En una determinación de fuerte impacto para el mercado de las telecomunicaciones, la administración de Javier Milei condicionó la aprobación de la fusión entre Telecom y Telefónica Argentina a una drástica reducción de su cartera de clientes. A través de un dictamen del Tribunal de Defensa de la Competencia —brazo resolutivo de la Autoridad Nacional de la Competencia (ANC)—, el Poder Ejecutivo dispuso que la firma de capitales nacionales deberá transferir 6 millones de usuarios de telefonía celular, junto con sus respectivas redes de soporte, a un nuevo actor que ingrese al sector.
El requerimiento oficial estipula que la sesión de activos e infraestructura asociada debe distribuirse estratégicamente entre el Área Metropolitana de Buenos Aires (AMBA), la Región Norte y la Región Sur del país. El argumento central de la Casa Rosada apunta a salvaguardar la libre competencia y neutralizar el riesgo de un esquema monopólico que afecte de manera directa a los consumidores de servicios de conectividad.
Tensión política y los detalles del pliego de desinversión
Al interior del holding de medios y telecomunicaciones evalúan la medida como una ofensiva de naturaleza política más que un dictamen estrictamente técnico. Desde la compañía remarcaron que el comunicado oficial del Gobierno omitió mencionar a los socios internacionales que componen el paquete accionario de Telecom (como el inversor David Martínez o los fondos que cotizan en Wall Street, además de la participación de la Anses), focalizando los cuestionamientos exclusivamente sobre el Grupo Clarín.
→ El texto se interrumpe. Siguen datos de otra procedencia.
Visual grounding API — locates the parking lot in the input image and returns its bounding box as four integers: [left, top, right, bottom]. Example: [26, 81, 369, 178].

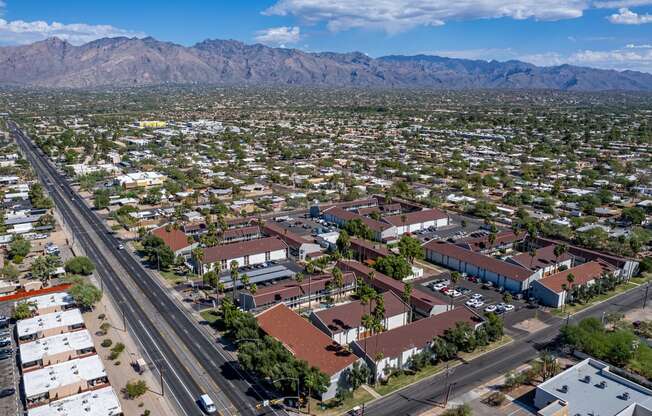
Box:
[0, 302, 23, 415]
[421, 273, 522, 313]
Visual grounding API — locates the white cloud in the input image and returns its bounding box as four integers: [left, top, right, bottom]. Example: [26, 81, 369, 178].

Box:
[254, 26, 301, 46]
[264, 0, 592, 33]
[608, 7, 652, 25]
[593, 0, 652, 9]
[520, 45, 652, 73]
[0, 19, 145, 45]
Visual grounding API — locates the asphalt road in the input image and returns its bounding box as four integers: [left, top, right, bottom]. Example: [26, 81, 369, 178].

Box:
[365, 278, 650, 416]
[12, 125, 279, 415]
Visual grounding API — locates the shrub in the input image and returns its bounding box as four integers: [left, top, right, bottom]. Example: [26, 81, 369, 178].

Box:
[485, 391, 507, 407]
[124, 380, 147, 399]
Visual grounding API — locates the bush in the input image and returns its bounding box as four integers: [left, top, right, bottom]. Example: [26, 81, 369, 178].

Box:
[124, 380, 147, 399]
[485, 391, 507, 407]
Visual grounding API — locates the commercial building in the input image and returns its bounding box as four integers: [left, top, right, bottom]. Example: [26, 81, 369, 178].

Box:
[310, 291, 410, 345]
[23, 355, 109, 408]
[530, 260, 615, 308]
[534, 358, 652, 416]
[337, 260, 452, 316]
[240, 273, 355, 310]
[199, 237, 288, 273]
[353, 306, 483, 379]
[256, 304, 358, 400]
[27, 386, 123, 416]
[19, 330, 95, 373]
[424, 240, 539, 293]
[16, 309, 85, 344]
[17, 292, 76, 315]
[263, 222, 322, 260]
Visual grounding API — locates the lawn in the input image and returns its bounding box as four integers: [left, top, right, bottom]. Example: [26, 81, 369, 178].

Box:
[374, 360, 450, 396]
[374, 335, 512, 396]
[551, 282, 636, 317]
[629, 273, 652, 285]
[303, 388, 373, 416]
[199, 309, 219, 325]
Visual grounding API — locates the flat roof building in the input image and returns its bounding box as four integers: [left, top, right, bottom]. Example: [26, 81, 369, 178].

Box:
[23, 355, 109, 408]
[534, 358, 652, 416]
[16, 309, 85, 343]
[27, 386, 123, 416]
[19, 330, 95, 372]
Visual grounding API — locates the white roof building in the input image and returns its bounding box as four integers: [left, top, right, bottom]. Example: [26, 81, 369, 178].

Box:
[27, 386, 122, 416]
[23, 355, 107, 400]
[20, 330, 93, 363]
[16, 309, 84, 339]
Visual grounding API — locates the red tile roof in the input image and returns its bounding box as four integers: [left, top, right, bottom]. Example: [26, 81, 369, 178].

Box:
[424, 240, 532, 282]
[152, 227, 191, 252]
[202, 237, 287, 264]
[315, 291, 409, 334]
[539, 260, 614, 293]
[383, 209, 448, 227]
[356, 306, 482, 360]
[256, 304, 358, 377]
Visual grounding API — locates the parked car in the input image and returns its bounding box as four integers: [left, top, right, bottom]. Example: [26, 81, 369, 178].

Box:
[0, 387, 16, 397]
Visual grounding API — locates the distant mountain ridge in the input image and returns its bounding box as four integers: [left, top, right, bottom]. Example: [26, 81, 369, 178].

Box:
[0, 37, 652, 91]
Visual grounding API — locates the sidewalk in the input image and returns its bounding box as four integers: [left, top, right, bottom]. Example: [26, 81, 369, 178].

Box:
[84, 296, 176, 416]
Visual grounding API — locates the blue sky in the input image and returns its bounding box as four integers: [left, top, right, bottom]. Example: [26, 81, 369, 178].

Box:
[0, 0, 652, 72]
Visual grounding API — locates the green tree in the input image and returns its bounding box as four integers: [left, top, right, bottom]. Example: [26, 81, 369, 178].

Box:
[68, 281, 102, 309]
[398, 235, 425, 263]
[14, 302, 33, 321]
[374, 254, 412, 280]
[9, 235, 32, 259]
[64, 256, 95, 276]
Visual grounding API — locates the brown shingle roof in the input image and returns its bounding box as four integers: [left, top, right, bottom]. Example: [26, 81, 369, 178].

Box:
[152, 227, 191, 252]
[315, 291, 407, 334]
[256, 304, 358, 377]
[202, 237, 287, 264]
[337, 260, 448, 311]
[539, 260, 614, 293]
[424, 240, 532, 282]
[356, 306, 482, 360]
[511, 245, 571, 270]
[383, 209, 448, 227]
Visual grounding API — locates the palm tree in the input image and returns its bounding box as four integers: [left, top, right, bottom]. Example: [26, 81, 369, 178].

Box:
[566, 273, 575, 302]
[230, 260, 239, 304]
[192, 247, 204, 277]
[402, 283, 412, 325]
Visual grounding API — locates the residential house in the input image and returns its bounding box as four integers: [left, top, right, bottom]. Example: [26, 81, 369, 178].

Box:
[256, 304, 359, 400]
[310, 291, 410, 345]
[353, 306, 483, 380]
[530, 260, 615, 308]
[424, 240, 538, 293]
[198, 237, 288, 273]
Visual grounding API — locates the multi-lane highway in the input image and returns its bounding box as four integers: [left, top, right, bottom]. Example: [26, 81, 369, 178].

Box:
[9, 122, 280, 416]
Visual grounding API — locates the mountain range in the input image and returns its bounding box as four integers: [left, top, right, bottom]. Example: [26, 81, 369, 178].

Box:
[0, 37, 652, 91]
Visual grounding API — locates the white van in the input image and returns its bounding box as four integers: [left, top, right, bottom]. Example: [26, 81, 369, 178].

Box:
[199, 394, 217, 414]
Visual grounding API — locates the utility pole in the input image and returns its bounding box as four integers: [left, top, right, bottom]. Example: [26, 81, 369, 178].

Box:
[643, 282, 650, 309]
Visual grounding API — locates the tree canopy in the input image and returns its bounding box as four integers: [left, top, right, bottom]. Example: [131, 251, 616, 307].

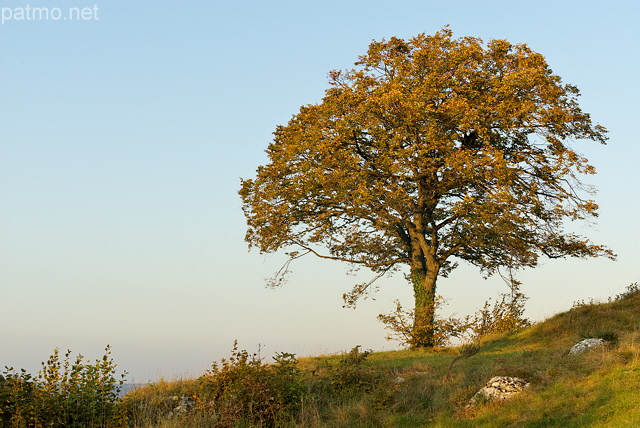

La resolución del organismo regulador rechaza de plano una propuesta intermedia formulada previamente por el grupo empresarial. Tras un dictamen desfavorable de Enacom en marzo, la empresa había ofrecido desinvertir una porción de 2,9 millones de abonados a través de dos firmas alternativas independientes —una de ellas liderada por un ex directivo del sector—. Sin embargo, el Gobierno mantuvo inflexible el cupo de los 6 millones, cifra que representa aproximadamente el 40% de la facturación global de la compañía por servicios móviles.
Para viabilizar el surgimiento de un nuevo competidor, el dictamen impone condiciones complementarias de asistencia técnica obligatoria:
Acceso regulado: Telecom estará obligada a facilitar al nuevo operador el uso compartido de su infraestructura de antenas y sistemas de interconexión.
Sesión de espectro: Deberá ceder parte del espectro radioeléctrico asignado para permitir el despliegue del servicio del entrante.
Plazo de transición: Las condiciones de soporte de red y conectividad deberán sostenerse por un lapso de 2 años, garantizando la estabilidad de las prestaciones mientras el adquirente desarrolla sus propios nodos de transmisión.
El dilema corporativo: la vía judicial o la búsqueda de un comprador
Desde la perspectiva corporativa, voceros de la empresa sostienen que el mercado argentino actual carece de escala para sostener de forma sustentable a una tercera operadora de red tradicional, motivo por el cual la anterior controlante de Telefónica optó por desinvertir en el país. Asimismo, argumentan que el escenario competitivo mutó hacia una escala global debido a la irrupción de servicios de internet satelital como Starlink, la compañía de Elon Musk que sumó un millón de cuentas activas en el mercado local durante los últimos 24 meses.
El equipo legal de la firma aguarda la notificación formal del texto resolutivo completo para trazar la estrategia a seguir. Se abren dos escenarios posibles: iniciar una batalla en el fuero de la Justicia Contencioso Administrativo Federal para suspender la aplicación de la medida, o aceptar el encuadre e iniciar un complejo proceso de venta de casi la mitad de sus usuarios. Esta última alternativa plantea interrogantes de difícil resolución en el corto plazo, asociados a los plazos perentorios que fije el Estado y a las consecuencias regulatorias en caso de que no aparezcan oferentes con la capacidad financiera requerida para concretar la adquisición.